Die Ruine wurde 1932 entdeckt und ergraben. Man fand dabei mehrere Keramikteile, unter anderem schön gearbeitete Ofenkacheln. Solche Kacheln wurden einst im nahen Dieburg gefertigt. Ihre Qualität wies darauf hin, dass die kleine Anlage mindestens zwei Öfen besaß, was für solche Anlagen nicht selbstverständlich ist.

Daneben fand man auch ein Beil, Messerreste, eine Sichel, zwei Bohrer, einen gotischen Schlüssel, eine Feile, sowie unter anderem auch ein Steinkreuz, möglicherweise ein Sühnekreuz. Interessant ist auch ein bronzener Ring mit der Inschrift "S. ANTONIVS HJUTAME", "Heiliger Antonius steh mir bei". Noch interessanter ist allerdings, dass niemand weiß, wo sich diese Funde heute befinden...

 
Nach den Ausgrabungsergebnissen konnte man das turmartige Haus ins 11. Jahrhundert datieren. Es wurde also zu Beginn des Burgenbaus in dieser Gegend errichtet. Vielleicht stand es in Zusammenhang mit dem abgegangenen Dorf Hillenbach ("Hillinbach" oder Höllenbach), das sich einst nur wenige hundert Meter entfernt befinden haben muss.
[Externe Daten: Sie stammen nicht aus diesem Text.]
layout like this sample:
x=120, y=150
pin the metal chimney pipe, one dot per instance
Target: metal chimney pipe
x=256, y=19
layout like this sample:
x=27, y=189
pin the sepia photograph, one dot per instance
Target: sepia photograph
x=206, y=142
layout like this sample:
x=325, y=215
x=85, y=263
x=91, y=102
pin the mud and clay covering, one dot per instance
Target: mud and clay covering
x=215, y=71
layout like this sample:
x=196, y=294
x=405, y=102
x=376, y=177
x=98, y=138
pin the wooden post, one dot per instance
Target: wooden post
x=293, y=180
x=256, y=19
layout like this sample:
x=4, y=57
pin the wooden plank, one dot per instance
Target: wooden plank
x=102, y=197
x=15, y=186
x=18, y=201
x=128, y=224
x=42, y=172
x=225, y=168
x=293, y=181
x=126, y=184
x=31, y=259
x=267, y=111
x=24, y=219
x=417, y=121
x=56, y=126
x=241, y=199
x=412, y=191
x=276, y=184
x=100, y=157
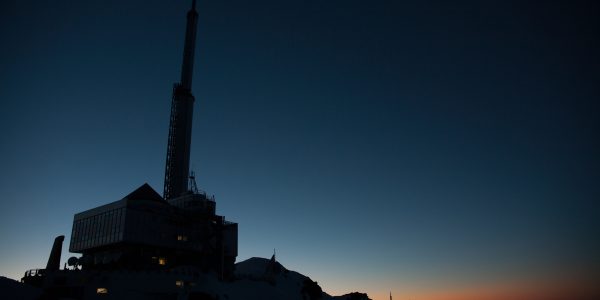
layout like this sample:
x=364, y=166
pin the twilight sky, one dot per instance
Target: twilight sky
x=439, y=150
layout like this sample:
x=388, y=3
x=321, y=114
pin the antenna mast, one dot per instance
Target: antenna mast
x=180, y=125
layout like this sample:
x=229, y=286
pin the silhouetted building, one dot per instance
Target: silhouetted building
x=146, y=231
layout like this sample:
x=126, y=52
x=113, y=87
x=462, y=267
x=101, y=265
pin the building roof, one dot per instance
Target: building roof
x=144, y=192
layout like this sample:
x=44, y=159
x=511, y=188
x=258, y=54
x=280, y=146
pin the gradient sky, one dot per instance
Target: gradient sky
x=439, y=150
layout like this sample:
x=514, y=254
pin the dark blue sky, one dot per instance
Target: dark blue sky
x=420, y=147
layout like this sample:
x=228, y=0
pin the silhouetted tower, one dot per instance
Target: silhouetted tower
x=180, y=127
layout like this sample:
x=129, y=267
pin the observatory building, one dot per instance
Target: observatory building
x=146, y=231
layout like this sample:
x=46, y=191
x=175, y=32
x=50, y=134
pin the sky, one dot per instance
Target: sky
x=437, y=150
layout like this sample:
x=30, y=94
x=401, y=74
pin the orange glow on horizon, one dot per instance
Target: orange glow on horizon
x=525, y=291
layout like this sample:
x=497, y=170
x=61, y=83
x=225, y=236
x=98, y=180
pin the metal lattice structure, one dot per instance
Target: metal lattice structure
x=180, y=127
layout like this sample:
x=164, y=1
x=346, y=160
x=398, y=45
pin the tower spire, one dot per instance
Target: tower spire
x=180, y=126
x=187, y=66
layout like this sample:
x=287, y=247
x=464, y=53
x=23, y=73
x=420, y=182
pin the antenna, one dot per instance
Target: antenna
x=193, y=186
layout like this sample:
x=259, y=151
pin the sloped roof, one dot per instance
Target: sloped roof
x=144, y=192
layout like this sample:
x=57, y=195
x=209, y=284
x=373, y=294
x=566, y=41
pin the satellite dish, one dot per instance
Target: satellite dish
x=73, y=261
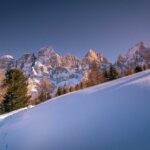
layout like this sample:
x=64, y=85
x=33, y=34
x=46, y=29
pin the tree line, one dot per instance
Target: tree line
x=14, y=86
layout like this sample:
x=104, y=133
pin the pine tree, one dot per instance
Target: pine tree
x=60, y=91
x=77, y=87
x=113, y=74
x=45, y=89
x=105, y=75
x=94, y=74
x=71, y=89
x=16, y=96
x=138, y=69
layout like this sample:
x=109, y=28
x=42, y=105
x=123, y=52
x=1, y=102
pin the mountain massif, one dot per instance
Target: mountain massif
x=69, y=70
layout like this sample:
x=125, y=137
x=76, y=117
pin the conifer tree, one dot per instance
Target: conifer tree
x=113, y=74
x=16, y=96
x=138, y=69
x=59, y=91
x=94, y=75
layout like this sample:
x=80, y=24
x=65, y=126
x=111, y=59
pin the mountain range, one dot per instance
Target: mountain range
x=69, y=70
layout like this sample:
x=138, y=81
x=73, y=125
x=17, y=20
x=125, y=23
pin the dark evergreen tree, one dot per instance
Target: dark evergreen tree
x=60, y=91
x=105, y=76
x=94, y=75
x=77, y=87
x=138, y=69
x=16, y=95
x=113, y=74
x=71, y=89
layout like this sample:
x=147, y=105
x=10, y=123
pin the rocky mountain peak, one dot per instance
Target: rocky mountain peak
x=137, y=48
x=91, y=55
x=7, y=57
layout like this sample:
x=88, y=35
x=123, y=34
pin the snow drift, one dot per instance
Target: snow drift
x=110, y=116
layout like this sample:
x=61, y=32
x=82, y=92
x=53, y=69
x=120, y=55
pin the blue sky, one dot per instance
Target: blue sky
x=110, y=27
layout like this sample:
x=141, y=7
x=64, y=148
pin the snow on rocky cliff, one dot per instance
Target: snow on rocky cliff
x=137, y=55
x=60, y=71
x=113, y=115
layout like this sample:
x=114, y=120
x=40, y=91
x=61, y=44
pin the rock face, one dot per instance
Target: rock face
x=139, y=55
x=60, y=71
x=7, y=62
x=69, y=70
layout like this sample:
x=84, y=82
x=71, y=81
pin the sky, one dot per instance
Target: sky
x=110, y=27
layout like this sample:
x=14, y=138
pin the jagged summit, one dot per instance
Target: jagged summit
x=91, y=54
x=7, y=57
x=138, y=47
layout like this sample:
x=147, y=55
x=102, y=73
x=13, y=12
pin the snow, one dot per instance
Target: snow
x=113, y=115
x=8, y=57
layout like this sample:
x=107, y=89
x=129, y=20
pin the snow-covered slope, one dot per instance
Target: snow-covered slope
x=110, y=116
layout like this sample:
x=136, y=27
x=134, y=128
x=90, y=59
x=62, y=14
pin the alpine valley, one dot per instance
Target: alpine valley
x=69, y=70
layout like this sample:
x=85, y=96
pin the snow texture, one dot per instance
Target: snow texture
x=110, y=116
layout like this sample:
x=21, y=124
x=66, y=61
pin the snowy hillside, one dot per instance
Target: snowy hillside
x=110, y=116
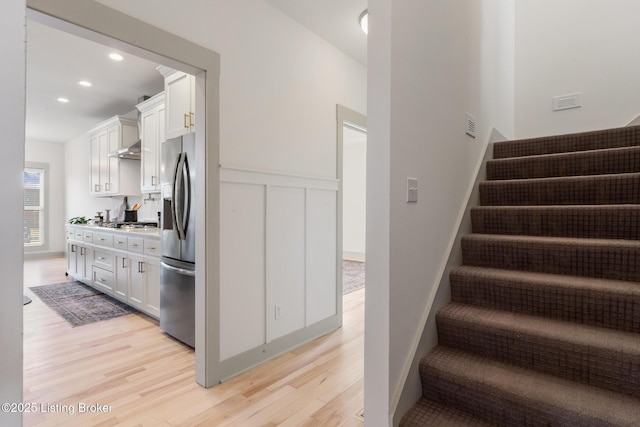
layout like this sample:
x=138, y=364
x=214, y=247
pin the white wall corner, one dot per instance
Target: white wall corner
x=408, y=390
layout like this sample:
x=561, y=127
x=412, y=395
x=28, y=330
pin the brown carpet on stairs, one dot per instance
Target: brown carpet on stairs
x=544, y=324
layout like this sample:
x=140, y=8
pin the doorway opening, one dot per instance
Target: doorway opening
x=106, y=26
x=352, y=176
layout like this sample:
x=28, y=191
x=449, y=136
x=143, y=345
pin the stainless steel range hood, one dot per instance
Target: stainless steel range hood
x=131, y=152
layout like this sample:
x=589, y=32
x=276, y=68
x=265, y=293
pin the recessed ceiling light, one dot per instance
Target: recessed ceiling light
x=364, y=21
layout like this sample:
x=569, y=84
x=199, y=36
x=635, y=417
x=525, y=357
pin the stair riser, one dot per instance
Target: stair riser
x=579, y=222
x=604, y=190
x=616, y=262
x=611, y=138
x=584, y=306
x=495, y=406
x=575, y=164
x=601, y=367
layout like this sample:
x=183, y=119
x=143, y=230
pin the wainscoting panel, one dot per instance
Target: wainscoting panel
x=285, y=260
x=321, y=266
x=278, y=260
x=242, y=266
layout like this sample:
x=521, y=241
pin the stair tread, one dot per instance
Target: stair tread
x=429, y=413
x=523, y=387
x=563, y=154
x=627, y=344
x=629, y=206
x=578, y=178
x=616, y=160
x=577, y=241
x=580, y=141
x=555, y=280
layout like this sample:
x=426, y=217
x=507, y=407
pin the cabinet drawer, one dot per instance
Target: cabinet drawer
x=87, y=236
x=103, y=280
x=152, y=247
x=103, y=259
x=120, y=242
x=103, y=239
x=136, y=244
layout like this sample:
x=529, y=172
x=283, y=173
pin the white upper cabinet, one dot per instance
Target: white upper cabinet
x=179, y=88
x=152, y=128
x=111, y=176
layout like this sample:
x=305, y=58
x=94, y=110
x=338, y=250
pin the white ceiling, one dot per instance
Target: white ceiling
x=334, y=20
x=56, y=61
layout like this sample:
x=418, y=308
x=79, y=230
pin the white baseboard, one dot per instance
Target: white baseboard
x=353, y=256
Ob auch Verbindungen zum ebenfalls nur wenige hundert Meter entfernten Kronenburg ("Altes Schlössel") bestanden, ist nicht zu belegen.
 
Der spätere Umbau zum konnte in die zweite Hälfte des 14. Jahrhunderts datiert werden. Als solcher war das Mauersechseck wahrscheinlich Sitz eines niederadligen Burgmannes der Schauenburg.

Die Anlage wurde später aufgegeben, ohne dass Anzeichen eines Kampfes ersichtlich wären. Vermutlich steht das mit der Errichtung neuer Burgmannenhäuser in der Schauenburg um 1420/31 in Zusammenhang.
 

Ich wanderte nun auf dem breiten Waldweg hinauf zum Wanderparkplatz Drei Eichen (302m), nicht ohne bei guter Aussicht nach links noch ein paar Fotos von dem zuvor begangenen Grat zu machen. Vom Wanderparkplatz aus lief ich dann weglos geradewegs hinunter zu der Straße, die von Dossenheim zum Weißen Stein hinaufführt. Ich gelangte ziemlich genau an der Stelle an die Straße, an der ein von Dossenheim heraufkommender Fußweg endet. Diesen nahm ich, um wieder zurück in die Mühltalstraße zu gelangen.
 
 
Fazit:

Wildes kurzes Töürl, schön, wenn man auf sowas steht. Heute ist das Gelände mit dem Grat abgesperrt, und das ist auch besser so.